Defendant filed a motion to dismiss the indictment, pursuant to Penal Code section 995, based on a claim that the prosecution knowingly presented perjured testimony to the grand jury. On appeal, we draw every legitimate inference to uphold the indictment. If there is "some evidence" to support the issuance of the indictment, we will not further inquire into its sufficiency. (People v. Scott (1999) 76 Cal.App.4th 411, 416.)
Defendant's motion to dismiss the indictment did not specify what testimony before the grand jury he claimed was perjured. At the hearing on the motion, defendant indicated the allegedly perjured testimony involved Boyd's testimony regarding the gun used in the crimes. As did the trial court, we conclude there was no proof that the prosecution knowingly used perjured testimony during the grand jury proceedings. Further, the allegedly perjured testimony involved whether the gun was in Boyd's car, and was not material to what happened during the robberies. The trial court did not err in denying the motion to dismiss the indictment.
In his supplemental brief, defendant argues that his sentence was illegal. We initially note that the plea agreement provided for a 16-year sentence, and defendant was sentenced to 16 years in prison. Defendant argues that the trial court improperly imposed a consecutive term for a sentencing enhancement, when it should have been ordered to run concurrently. A review of the abstract of judgment shows that count 3— first degree robbery with sentencing enhancements for personal use of a firearm and infliction of great bodily injury—was selected as the base offense, and the punishments for all other counts and sentencing enhancements were ordered to run concurrently. The sentence imposed was legal, and consistent with the plea agreement.
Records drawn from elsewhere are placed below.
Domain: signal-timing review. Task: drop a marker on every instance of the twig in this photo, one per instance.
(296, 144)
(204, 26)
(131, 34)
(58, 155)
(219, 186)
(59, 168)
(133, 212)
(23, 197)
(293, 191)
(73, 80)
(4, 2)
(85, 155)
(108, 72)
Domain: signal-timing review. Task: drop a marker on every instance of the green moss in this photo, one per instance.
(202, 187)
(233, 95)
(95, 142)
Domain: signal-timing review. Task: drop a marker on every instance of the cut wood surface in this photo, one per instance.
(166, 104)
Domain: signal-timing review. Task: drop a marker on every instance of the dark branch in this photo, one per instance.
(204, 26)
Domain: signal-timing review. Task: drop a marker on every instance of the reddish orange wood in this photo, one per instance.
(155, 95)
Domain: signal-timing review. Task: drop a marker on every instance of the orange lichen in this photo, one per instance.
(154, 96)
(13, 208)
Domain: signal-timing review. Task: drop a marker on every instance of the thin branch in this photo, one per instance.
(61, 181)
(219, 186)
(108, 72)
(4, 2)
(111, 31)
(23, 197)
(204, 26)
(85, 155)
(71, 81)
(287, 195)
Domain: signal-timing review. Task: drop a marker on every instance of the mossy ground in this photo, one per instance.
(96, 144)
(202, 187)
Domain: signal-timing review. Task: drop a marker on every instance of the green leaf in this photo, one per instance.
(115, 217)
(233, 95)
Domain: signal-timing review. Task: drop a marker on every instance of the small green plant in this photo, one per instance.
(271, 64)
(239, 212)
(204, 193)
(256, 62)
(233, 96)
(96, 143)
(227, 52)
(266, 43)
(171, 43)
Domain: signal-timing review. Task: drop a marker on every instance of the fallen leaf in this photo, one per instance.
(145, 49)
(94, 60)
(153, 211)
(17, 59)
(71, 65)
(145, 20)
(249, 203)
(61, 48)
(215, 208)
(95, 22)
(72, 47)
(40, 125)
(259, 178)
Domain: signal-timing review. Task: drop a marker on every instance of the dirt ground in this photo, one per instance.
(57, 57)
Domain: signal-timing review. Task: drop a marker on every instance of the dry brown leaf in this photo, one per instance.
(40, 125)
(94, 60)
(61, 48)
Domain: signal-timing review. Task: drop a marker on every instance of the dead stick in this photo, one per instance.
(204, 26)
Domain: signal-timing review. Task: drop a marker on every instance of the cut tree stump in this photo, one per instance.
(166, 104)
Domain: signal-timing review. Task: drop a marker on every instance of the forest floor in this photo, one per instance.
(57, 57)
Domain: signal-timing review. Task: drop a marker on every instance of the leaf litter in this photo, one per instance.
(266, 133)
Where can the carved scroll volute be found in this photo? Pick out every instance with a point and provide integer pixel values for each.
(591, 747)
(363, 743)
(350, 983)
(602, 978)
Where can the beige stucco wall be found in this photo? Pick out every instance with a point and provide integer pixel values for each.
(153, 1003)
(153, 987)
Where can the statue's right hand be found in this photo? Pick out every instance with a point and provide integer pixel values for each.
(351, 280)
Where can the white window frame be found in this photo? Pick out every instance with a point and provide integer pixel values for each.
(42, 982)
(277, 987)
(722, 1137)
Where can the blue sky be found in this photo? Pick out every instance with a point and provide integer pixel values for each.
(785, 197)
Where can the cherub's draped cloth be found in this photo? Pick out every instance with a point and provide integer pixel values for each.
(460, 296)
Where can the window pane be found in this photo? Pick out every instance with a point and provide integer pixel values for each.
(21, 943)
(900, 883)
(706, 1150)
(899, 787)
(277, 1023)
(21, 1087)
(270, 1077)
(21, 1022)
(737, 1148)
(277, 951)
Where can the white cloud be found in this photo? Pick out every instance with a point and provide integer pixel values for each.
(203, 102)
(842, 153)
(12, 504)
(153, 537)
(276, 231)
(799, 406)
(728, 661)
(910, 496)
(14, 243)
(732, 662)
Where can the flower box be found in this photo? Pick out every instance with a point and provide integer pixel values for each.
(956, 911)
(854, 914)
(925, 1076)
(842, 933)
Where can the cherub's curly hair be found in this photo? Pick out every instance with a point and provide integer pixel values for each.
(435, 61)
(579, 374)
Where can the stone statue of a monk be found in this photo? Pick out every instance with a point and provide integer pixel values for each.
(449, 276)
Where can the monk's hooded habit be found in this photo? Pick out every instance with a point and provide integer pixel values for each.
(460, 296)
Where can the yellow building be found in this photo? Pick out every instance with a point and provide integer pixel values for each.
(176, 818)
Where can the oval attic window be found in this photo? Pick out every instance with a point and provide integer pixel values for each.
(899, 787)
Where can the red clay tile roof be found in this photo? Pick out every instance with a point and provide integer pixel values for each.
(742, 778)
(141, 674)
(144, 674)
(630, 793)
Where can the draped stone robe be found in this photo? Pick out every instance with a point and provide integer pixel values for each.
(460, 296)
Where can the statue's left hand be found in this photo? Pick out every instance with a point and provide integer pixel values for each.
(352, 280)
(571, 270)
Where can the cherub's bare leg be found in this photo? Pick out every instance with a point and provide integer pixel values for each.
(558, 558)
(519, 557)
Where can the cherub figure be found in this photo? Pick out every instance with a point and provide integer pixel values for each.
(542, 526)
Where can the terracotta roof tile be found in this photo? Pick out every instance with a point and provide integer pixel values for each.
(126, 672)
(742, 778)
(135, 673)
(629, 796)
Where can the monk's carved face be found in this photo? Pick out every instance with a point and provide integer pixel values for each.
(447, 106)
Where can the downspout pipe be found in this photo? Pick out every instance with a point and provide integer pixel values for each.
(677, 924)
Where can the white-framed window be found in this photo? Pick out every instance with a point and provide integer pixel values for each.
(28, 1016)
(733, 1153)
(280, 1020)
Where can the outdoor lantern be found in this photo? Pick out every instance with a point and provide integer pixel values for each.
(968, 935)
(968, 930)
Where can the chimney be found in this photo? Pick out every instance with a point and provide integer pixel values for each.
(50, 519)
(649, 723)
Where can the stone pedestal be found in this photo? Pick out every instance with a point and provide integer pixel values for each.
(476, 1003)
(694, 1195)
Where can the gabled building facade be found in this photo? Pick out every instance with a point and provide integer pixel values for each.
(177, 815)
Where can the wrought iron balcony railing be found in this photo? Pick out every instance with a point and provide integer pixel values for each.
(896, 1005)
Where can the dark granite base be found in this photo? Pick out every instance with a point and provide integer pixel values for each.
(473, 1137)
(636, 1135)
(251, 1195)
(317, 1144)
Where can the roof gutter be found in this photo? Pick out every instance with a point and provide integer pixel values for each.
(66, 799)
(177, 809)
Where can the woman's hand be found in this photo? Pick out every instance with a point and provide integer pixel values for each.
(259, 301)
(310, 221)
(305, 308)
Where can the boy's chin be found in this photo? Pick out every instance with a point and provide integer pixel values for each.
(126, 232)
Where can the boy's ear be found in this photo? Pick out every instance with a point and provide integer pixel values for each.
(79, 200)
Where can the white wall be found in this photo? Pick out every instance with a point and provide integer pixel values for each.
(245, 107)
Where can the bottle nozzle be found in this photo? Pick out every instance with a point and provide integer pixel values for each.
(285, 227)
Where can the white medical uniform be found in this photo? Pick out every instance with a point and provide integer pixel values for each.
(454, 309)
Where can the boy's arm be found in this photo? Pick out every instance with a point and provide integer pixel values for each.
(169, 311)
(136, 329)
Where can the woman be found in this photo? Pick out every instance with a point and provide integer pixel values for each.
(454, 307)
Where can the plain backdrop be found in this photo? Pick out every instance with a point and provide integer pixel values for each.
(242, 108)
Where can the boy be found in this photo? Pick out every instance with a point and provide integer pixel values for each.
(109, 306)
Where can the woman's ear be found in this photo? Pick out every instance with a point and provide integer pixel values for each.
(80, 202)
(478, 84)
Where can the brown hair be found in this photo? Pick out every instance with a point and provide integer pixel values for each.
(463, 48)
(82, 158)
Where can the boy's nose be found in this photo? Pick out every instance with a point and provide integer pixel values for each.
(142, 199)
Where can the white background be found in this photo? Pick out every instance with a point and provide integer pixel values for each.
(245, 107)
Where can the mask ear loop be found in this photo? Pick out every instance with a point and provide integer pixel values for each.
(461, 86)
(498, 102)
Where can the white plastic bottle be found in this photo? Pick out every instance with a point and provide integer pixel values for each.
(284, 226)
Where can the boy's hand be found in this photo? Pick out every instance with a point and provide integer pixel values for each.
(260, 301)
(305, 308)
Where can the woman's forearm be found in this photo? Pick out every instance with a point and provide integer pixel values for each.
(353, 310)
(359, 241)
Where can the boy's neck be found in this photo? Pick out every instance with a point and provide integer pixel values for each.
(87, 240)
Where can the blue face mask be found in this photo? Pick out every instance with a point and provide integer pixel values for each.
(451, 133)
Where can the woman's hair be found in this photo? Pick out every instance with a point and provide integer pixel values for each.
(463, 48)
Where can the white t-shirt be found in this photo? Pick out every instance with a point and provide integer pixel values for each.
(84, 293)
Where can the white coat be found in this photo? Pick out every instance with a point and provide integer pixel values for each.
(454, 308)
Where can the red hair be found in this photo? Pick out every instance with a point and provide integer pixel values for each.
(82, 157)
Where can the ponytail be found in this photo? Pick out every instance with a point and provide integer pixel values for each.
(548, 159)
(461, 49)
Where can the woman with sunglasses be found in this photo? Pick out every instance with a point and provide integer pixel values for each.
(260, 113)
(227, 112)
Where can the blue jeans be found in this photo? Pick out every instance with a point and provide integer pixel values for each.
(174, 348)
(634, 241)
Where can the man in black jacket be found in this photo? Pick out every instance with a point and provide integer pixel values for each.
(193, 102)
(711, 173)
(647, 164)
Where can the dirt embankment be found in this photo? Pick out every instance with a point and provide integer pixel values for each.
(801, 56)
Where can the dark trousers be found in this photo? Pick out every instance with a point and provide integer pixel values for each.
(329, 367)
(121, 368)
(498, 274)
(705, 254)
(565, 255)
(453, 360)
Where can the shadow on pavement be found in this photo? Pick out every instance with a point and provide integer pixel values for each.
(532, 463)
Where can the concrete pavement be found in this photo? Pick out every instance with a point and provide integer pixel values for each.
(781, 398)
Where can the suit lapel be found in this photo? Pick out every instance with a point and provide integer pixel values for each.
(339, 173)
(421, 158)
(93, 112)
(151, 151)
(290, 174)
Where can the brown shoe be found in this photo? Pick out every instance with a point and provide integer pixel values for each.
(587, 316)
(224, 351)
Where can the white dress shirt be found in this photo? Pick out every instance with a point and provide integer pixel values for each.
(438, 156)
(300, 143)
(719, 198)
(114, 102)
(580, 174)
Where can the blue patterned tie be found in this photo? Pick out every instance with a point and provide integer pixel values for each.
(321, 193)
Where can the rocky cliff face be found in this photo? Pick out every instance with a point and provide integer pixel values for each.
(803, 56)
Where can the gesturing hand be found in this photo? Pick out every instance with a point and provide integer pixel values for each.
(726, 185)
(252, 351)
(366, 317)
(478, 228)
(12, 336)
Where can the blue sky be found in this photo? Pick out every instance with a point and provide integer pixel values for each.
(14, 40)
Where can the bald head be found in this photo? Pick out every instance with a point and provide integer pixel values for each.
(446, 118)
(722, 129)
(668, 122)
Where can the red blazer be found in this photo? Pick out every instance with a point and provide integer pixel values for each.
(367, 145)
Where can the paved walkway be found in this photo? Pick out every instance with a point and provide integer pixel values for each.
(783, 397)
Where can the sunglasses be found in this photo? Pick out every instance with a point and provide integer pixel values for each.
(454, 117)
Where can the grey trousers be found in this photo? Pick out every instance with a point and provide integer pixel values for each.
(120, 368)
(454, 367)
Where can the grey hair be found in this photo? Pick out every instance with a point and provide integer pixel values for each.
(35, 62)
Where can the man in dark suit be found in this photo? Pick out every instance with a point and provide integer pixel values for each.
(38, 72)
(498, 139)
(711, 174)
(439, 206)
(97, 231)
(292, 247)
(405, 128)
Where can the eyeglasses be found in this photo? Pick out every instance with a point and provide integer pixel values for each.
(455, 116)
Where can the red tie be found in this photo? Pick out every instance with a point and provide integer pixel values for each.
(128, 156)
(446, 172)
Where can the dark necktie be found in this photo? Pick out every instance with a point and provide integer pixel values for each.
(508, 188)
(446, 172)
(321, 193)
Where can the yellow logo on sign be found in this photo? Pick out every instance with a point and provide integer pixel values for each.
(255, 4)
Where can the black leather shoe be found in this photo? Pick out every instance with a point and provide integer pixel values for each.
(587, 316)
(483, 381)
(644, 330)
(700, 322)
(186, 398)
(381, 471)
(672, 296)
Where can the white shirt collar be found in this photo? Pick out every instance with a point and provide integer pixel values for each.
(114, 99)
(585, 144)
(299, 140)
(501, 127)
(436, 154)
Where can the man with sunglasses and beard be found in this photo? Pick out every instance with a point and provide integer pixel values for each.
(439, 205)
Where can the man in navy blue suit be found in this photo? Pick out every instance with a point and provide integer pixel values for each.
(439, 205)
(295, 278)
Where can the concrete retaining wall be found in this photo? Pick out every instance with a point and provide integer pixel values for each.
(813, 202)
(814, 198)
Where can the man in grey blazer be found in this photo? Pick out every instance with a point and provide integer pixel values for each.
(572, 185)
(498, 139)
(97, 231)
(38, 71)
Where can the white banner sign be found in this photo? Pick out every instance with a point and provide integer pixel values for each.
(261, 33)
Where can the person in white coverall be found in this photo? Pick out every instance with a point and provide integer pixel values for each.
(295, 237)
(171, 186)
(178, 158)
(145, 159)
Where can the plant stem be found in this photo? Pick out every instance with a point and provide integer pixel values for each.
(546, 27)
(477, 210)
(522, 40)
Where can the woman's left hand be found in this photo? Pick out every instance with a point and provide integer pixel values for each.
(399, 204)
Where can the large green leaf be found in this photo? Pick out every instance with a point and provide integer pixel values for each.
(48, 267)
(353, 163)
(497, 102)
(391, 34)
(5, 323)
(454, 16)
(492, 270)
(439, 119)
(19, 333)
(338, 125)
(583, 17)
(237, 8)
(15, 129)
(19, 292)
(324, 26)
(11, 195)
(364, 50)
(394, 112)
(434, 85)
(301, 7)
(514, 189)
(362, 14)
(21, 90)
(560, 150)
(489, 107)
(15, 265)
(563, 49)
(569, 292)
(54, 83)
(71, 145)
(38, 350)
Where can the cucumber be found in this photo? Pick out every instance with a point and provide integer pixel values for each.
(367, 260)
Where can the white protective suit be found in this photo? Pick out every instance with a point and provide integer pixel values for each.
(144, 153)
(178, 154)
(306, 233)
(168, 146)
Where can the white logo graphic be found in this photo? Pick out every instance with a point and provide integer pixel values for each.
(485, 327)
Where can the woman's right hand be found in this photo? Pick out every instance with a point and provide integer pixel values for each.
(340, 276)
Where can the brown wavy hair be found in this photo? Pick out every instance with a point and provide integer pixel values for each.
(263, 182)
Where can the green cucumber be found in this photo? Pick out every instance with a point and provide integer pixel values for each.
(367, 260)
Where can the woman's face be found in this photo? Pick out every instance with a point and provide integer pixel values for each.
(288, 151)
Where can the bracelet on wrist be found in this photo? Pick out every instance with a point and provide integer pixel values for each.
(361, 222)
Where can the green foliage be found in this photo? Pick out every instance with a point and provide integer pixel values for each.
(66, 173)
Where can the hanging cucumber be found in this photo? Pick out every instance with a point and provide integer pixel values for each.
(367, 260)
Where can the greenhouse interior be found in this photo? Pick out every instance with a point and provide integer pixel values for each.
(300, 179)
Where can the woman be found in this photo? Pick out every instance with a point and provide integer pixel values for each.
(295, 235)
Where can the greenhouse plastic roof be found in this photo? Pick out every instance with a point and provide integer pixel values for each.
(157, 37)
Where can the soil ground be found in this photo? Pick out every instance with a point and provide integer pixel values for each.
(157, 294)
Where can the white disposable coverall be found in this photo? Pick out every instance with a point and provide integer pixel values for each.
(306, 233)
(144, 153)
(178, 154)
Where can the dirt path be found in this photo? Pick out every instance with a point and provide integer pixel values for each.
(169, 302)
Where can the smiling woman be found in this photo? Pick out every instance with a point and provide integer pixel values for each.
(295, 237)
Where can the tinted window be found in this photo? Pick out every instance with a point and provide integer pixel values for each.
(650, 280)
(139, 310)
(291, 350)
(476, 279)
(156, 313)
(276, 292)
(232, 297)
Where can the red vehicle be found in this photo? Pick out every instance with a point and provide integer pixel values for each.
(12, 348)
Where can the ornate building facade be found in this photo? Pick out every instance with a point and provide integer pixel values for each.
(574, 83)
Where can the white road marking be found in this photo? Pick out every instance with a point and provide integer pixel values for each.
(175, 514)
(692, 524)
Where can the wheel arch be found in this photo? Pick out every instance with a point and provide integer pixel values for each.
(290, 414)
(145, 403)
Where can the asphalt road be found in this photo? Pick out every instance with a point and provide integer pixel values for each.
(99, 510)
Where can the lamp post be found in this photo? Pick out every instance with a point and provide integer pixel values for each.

Finally, defendant argues in his supplemental brief that the prosecutor committed misconduct by failing to provide discovery, thus violating Brady v. Maryland (1963) 373 U.S. 83. After a hearing on defendant's request for discovery, the prosecutor provided to defendant all materials in the prosecution's possession. The court noted: "[The prosecutor] has only turned over to you what there was. He can't produce to you what he doesn't have or what might not exist." The materials, which defendant claims were not provided, are related to the issuance of the arrest warrant for defendant, and the trial court's confirmation of what documents were reviewed before issuing the warrant. Defendant has not shown that materials bearing on his guilt or innocence exist but were not provided to him. We conclude no prejudicial misconduct has been shown.
At a later hearing on the same subject, the trial court found substantial compliance with the discovery statute by the prosecution. The court then set the matter for a discovery compliance review, and, at the further hearing, found the prosecution had in fact complied with its obligations under Penal Code section 1054.1. The court's findings are supported by substantial evidence.
Our review of the record pursuant to Wende, supra, 25 Cal.3d 436, and Anders, supra, 386 U.S. 738, including the possible issues suggested by defendant, has disclosed no reasonably arguable appellate issue. Competent counsel has represented defendant in this appeal.
DISPOSITION
The judgment is affirmed.
FYBEL, J. WE CONCUR: BEDSWORTH, ACTING P. J. ARONSON, J.